What are the possible complications with the procedure?
More than 30% of patients were asymptomatic during prostatic artery embolization and the others complained of mild retropubic pain, referred to as a burning sensation for 24 hours. For patients without indwelling catheters, urethral burning during voiding is the most common symptom after prostatic artery embolization. It usually lasts three to seven days and has been treated with non-opioid analgesic and nonsteroidal anti-inflammatory drugs.
Complications after prostatic artery embolization are related to no target embolization to the bladder, rectum and genitals due to the proximity of these organs to the prostate and their vascular communications. In our experience we have observed a few cases where a minimal amount of blood mixed in the stool or urine was reported. A focal bladder ischaemia, incidentally observed during a one month MRI follow-up (asymptomatic patient) disappeared at the three-month control. All these complications may be avoided using microcatheter to perform distal embolization and calibrated microspheres for a predictable embolization.
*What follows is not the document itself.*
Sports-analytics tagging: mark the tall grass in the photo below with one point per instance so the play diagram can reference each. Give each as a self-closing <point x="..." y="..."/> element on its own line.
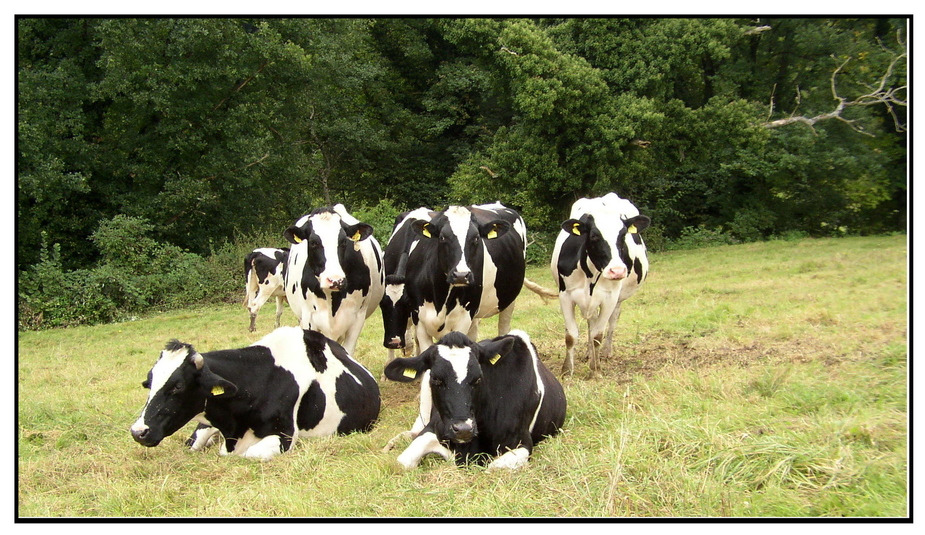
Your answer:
<point x="758" y="380"/>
Cone-beam CT is a very useful tool for this procedure.
In my opinion, this is a procedure to be performed by an experienced physician trained in interventional radiology techniques. I recommend superselective microvessel catheterisation to optimally navigate the tortuous and atherosclerotic arteries. A strong understanding of the pelvic vascular anatomy is needed to perform this type of embolization. In addition, inclusion and exclusion criteria using imaging evaluation based on MRI and urodynamic flow are essential. Lastly, a collaborative group effort with urologist is key.
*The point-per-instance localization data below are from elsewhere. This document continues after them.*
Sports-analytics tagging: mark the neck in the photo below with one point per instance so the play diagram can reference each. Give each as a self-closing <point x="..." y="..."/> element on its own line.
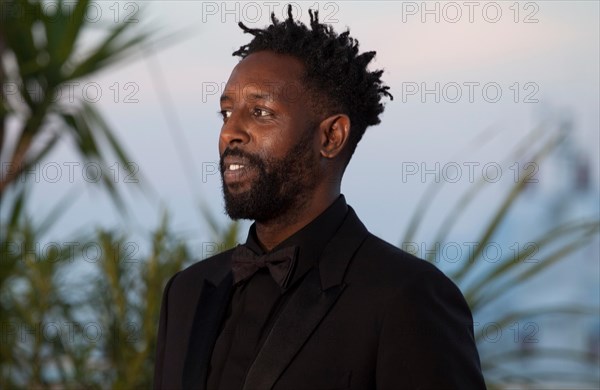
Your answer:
<point x="271" y="233"/>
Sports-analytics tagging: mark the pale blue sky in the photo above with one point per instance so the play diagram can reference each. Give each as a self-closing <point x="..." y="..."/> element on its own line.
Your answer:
<point x="553" y="60"/>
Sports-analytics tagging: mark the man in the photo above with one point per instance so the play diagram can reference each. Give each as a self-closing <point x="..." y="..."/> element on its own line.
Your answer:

What are the materials being used to carry out the procedure?
Since 2007, when we performed an experimental study of prostatic artery embolization in dogs and presented the results during the SIR 2008, we have been using microcatheters and 300–500μm microspheres for all cases. We do believe that a predictable embolization is one of the keys for the success of prostatic artery embolization.
What is your message to interventionalists regarding the procedure?
Minimally invasive treatments for benign prostatic hyperplasia continue to be part of the therapeutic armamentarium for managing lower urinary tract symptoms; however, cost, changing reimbursement, quality of life and unanswered questions regarding durability of success have tempered the initial enthusiasm for this class of therapy. Prostatic artery embolization has emerged as a new alternative of treatment for symptomatic patients.
All care must be taken for a better understanding of the benign prostatic hyperplasia disease and the best prostatic artery embolization technique to be used. Future larger studies with long-term follow-up and more data supporting prostatic artery embolization are necessary to validate our observations.
Until now our group has treated more than 40 patients with nearly four-year follow-up. This patient population has sustained lower urinary tract symptoms relief and improved their overall quality of life. These data suggest that prostatic artery embolization can be another very interesting minimally invasive alternative of treatment for patients with symptomatic benign prostatic hyperplasia and a promising area for interventional radiologists, but a multidisciplinary approach with urologists, diagnostic radiologists and interventional radiologists provides optimum continuity of care.
Francisco Cesar Carnevale is chief, Interventional Radiology Section, University of São Paulo Medical School. He will be speaking on the topic at GEST 2012 US.